Over this time, Summers has had ample opportunity to consider the evidence before him, to evaluate the recommendations of workers, students, faculty and administrators and to develop his own views about a living wage. Now that the public comment period on the HCECP’s recommendations is over, it is time for Summers to announce his decision on Harvard’s wage structure.
We were disappointed by the president’s recent statement that a response to the HCECP report may take weeks. We recognize that this is not a decision that should be made lightly. Yet an indefinite delay is extremely disheartening for the campus community. This issue has been simmering for far too long, and a resolution is needed.

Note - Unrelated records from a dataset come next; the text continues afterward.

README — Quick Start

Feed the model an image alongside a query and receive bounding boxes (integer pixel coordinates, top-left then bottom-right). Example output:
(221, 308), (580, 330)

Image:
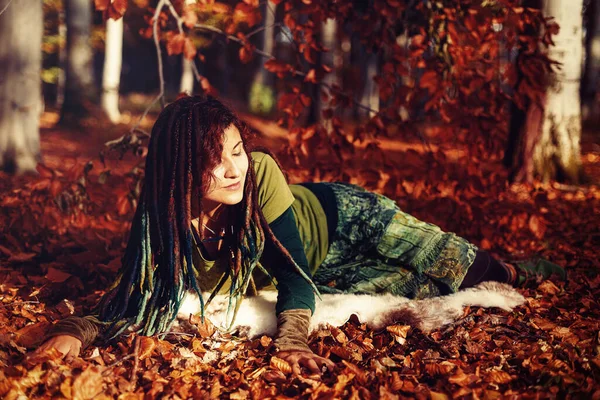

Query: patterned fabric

(313, 183), (477, 298)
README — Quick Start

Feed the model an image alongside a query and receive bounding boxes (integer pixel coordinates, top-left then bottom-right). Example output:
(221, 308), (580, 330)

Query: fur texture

(178, 281), (525, 338)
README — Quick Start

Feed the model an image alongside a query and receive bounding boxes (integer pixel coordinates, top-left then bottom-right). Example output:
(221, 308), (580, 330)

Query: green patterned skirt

(313, 183), (477, 298)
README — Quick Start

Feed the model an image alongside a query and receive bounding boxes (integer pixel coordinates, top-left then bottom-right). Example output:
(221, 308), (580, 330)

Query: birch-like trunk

(533, 0), (583, 183)
(0, 0), (44, 173)
(581, 0), (600, 123)
(179, 55), (194, 95)
(179, 0), (196, 95)
(61, 0), (95, 122)
(102, 17), (123, 124)
(248, 0), (276, 114)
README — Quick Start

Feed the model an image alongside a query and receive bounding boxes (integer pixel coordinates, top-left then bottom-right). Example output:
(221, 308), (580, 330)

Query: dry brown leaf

(329, 326), (348, 344)
(538, 280), (560, 295)
(15, 321), (52, 349)
(485, 370), (514, 385)
(260, 335), (273, 348)
(465, 340), (485, 354)
(46, 267), (72, 283)
(425, 361), (456, 376)
(271, 356), (292, 374)
(261, 370), (287, 384)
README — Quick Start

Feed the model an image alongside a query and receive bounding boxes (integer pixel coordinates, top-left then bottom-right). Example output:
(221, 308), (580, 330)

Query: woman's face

(202, 125), (248, 212)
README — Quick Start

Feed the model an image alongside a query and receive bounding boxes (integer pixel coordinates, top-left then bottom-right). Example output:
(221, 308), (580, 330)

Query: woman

(40, 97), (562, 373)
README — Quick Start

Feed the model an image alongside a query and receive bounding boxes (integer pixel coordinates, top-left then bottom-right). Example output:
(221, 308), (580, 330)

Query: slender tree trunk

(179, 0), (196, 95)
(504, 0), (583, 183)
(102, 18), (123, 123)
(308, 18), (341, 125)
(0, 0), (44, 173)
(581, 0), (600, 123)
(179, 55), (194, 95)
(61, 0), (95, 122)
(533, 0), (583, 183)
(248, 0), (275, 114)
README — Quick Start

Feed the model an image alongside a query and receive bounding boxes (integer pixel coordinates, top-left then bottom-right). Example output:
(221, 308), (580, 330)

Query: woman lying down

(37, 97), (564, 373)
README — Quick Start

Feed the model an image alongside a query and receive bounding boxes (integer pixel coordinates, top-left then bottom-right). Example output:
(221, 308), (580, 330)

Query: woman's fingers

(290, 357), (302, 375)
(280, 352), (335, 375)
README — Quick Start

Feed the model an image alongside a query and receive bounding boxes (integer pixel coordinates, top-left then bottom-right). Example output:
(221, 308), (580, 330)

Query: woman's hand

(31, 335), (82, 362)
(275, 351), (335, 375)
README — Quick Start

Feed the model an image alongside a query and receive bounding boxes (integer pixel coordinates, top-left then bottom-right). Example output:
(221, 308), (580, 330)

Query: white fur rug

(177, 281), (525, 338)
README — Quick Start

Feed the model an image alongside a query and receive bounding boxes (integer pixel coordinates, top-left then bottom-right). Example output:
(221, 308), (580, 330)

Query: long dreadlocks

(96, 96), (318, 339)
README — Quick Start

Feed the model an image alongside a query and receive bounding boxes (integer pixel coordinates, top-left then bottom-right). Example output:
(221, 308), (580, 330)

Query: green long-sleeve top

(49, 152), (337, 346)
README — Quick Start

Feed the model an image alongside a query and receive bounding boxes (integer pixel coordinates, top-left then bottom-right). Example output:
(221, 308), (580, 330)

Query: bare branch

(152, 0), (170, 108)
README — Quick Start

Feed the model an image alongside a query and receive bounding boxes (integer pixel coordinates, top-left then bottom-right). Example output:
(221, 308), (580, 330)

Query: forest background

(0, 0), (600, 398)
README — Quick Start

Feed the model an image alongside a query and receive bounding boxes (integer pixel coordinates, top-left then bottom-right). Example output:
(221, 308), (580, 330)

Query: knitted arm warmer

(44, 316), (100, 349)
(275, 309), (312, 352)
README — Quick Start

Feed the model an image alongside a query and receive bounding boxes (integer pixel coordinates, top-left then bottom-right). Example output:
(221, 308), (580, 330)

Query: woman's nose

(225, 158), (241, 179)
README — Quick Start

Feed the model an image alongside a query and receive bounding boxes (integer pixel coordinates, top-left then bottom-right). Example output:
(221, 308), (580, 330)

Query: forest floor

(0, 107), (600, 399)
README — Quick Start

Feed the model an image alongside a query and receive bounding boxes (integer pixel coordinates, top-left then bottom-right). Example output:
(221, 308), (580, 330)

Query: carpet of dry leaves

(0, 114), (600, 399)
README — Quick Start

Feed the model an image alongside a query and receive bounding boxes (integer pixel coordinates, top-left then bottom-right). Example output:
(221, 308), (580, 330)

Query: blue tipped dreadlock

(96, 96), (318, 339)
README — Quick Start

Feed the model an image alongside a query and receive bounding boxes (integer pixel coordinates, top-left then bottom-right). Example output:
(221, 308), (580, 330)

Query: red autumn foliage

(0, 115), (600, 398)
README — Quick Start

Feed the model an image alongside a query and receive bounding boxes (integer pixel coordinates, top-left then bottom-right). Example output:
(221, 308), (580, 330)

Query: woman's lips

(223, 182), (241, 190)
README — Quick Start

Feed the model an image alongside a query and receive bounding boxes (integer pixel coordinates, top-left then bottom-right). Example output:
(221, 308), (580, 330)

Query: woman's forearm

(275, 309), (312, 351)
(45, 316), (101, 349)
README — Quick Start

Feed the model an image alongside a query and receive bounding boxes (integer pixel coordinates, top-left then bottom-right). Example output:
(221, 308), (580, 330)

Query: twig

(122, 0), (167, 145)
(152, 0), (170, 110)
(102, 354), (134, 376)
(0, 0), (12, 15)
(246, 22), (282, 38)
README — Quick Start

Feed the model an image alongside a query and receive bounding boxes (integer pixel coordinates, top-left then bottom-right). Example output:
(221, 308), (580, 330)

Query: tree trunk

(248, 0), (276, 114)
(308, 18), (342, 125)
(581, 0), (600, 123)
(505, 0), (583, 183)
(533, 0), (583, 183)
(102, 17), (123, 123)
(61, 0), (95, 122)
(0, 0), (44, 173)
(179, 55), (194, 95)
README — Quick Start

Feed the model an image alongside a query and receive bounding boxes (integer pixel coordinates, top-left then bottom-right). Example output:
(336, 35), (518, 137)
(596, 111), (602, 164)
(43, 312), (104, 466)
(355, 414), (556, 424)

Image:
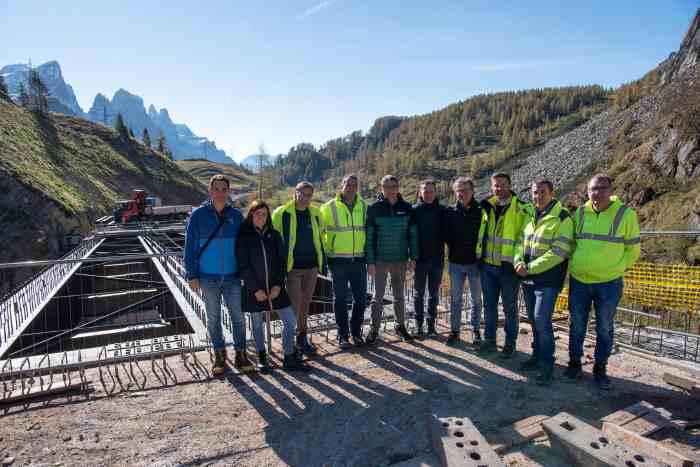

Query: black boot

(233, 349), (255, 372)
(535, 363), (554, 386)
(282, 352), (311, 372)
(564, 360), (583, 382)
(211, 349), (226, 376)
(477, 340), (498, 355)
(445, 332), (459, 346)
(394, 324), (413, 342)
(428, 319), (437, 337)
(593, 363), (612, 391)
(520, 354), (539, 371)
(297, 333), (317, 355)
(413, 323), (425, 341)
(257, 350), (271, 373)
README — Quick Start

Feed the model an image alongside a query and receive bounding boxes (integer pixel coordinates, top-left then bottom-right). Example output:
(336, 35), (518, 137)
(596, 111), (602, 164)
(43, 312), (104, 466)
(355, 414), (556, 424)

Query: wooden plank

(601, 401), (653, 426)
(603, 422), (693, 467)
(491, 415), (549, 454)
(664, 371), (700, 391)
(624, 410), (671, 436)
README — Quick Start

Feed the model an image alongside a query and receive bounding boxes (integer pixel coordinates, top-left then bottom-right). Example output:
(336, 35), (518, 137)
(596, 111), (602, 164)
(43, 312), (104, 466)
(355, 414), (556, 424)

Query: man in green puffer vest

(365, 175), (418, 344)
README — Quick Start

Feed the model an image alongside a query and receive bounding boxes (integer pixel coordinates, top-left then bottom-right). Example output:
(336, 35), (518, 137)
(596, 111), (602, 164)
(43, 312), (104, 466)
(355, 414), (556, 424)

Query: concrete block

(542, 412), (667, 467)
(429, 414), (505, 467)
(491, 415), (549, 454)
(603, 422), (693, 467)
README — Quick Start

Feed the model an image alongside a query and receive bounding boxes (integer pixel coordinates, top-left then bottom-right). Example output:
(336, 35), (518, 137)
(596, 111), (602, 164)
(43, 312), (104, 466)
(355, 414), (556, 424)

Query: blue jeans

(199, 277), (245, 350)
(448, 263), (481, 333)
(330, 259), (367, 338)
(523, 284), (561, 365)
(569, 277), (624, 366)
(250, 306), (297, 355)
(481, 264), (520, 348)
(413, 258), (445, 327)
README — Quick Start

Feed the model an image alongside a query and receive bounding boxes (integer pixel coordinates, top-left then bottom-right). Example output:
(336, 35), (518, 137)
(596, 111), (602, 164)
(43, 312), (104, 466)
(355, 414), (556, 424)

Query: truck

(112, 190), (192, 224)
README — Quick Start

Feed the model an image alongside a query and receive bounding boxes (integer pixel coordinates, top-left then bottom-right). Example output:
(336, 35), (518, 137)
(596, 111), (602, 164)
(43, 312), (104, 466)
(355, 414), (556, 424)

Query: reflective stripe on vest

(576, 204), (640, 245)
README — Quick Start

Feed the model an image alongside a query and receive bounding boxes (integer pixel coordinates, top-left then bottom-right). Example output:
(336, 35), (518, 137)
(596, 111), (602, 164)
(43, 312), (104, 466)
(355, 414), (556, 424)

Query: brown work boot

(233, 349), (255, 372)
(211, 349), (226, 376)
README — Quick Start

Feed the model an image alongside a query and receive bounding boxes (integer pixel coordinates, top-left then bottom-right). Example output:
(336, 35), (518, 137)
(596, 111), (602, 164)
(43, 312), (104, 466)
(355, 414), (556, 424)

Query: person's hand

(515, 263), (527, 277)
(367, 264), (377, 277)
(255, 289), (267, 302)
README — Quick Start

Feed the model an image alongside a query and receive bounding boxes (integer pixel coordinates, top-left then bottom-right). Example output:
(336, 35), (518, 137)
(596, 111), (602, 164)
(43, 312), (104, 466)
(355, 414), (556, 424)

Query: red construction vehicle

(113, 190), (192, 224)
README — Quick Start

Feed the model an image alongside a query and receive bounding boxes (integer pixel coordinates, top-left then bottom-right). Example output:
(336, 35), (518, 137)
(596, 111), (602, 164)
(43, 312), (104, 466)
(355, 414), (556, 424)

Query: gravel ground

(0, 325), (700, 467)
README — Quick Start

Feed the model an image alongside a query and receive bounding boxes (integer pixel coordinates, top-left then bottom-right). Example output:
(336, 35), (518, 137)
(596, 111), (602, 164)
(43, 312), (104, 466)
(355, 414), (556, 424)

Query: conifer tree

(0, 75), (10, 101)
(114, 114), (129, 140)
(143, 128), (151, 149)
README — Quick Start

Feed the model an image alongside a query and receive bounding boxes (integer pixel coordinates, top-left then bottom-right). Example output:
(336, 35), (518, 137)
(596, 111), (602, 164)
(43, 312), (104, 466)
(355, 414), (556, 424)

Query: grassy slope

(175, 159), (256, 189)
(0, 100), (206, 214)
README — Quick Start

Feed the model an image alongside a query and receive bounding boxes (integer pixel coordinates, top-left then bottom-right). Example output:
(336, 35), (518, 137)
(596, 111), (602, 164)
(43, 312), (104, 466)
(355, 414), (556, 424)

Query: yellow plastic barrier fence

(555, 263), (700, 318)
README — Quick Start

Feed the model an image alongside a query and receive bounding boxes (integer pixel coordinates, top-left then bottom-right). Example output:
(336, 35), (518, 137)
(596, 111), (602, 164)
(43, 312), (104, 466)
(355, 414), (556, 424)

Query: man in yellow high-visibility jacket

(479, 173), (534, 358)
(272, 181), (325, 355)
(515, 179), (574, 386)
(321, 174), (367, 349)
(564, 174), (640, 389)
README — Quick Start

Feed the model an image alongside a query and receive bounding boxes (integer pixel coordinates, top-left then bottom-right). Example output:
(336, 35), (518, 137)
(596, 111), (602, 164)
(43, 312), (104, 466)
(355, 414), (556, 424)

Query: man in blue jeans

(479, 173), (534, 359)
(413, 180), (445, 339)
(515, 179), (574, 386)
(442, 177), (486, 345)
(564, 174), (640, 390)
(185, 174), (253, 375)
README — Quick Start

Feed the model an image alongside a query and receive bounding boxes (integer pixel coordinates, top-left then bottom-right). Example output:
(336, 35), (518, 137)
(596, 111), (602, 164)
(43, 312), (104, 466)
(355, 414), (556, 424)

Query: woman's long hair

(245, 199), (272, 227)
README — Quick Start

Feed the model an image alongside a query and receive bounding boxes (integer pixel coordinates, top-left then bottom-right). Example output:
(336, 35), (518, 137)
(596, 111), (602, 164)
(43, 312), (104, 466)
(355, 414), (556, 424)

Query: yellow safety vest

(321, 195), (367, 258)
(482, 195), (535, 266)
(513, 201), (574, 274)
(272, 200), (323, 271)
(569, 196), (641, 284)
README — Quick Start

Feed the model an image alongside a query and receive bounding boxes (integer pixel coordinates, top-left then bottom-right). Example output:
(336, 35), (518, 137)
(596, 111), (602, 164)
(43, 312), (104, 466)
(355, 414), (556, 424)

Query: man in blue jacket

(185, 174), (253, 375)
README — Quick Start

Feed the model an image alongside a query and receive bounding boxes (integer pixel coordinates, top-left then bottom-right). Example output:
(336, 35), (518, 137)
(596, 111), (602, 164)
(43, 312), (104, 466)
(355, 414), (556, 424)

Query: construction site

(0, 222), (700, 467)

In a little over a week’s time, a new semester will begin. The return of undergraduates to campus and the start of Summers’ second semester as president will afford an an excellent opportunity for Summers to announce his decision. At the very least, instead of keeping the campus in suspense, Summers should set a final date by which he intends to make his views known.
If he waits any longer, Summers will display a fatal misunderstanding of the issue before him. The crux of the issue has always been that Harvard’s workers should not be consigned to live in poverty. Every day that Harvard’s lowest-paid workers wait on Summers is another day they work without a living wage. Summers owes it to them at least to announce his decision in a timely fashion, regardless of the conclusion he has reached.
We hope that the president endorses the HCECPs recommendation of an immediate wage increase, as well as a parity wage for outsourced workers. In addition, we urge him to institute an annually adjusted wage floor for all of Harvard’s workers. Such an policy would fulfill Summers’ professed commitment to “improving the economic circumstances of the lowest wage service workers on this campus.”
Harvard’s workers have waited a long time for a living wage. There is no reason to make them wait longer. Whatever decision Summers makes, that decision must come soon.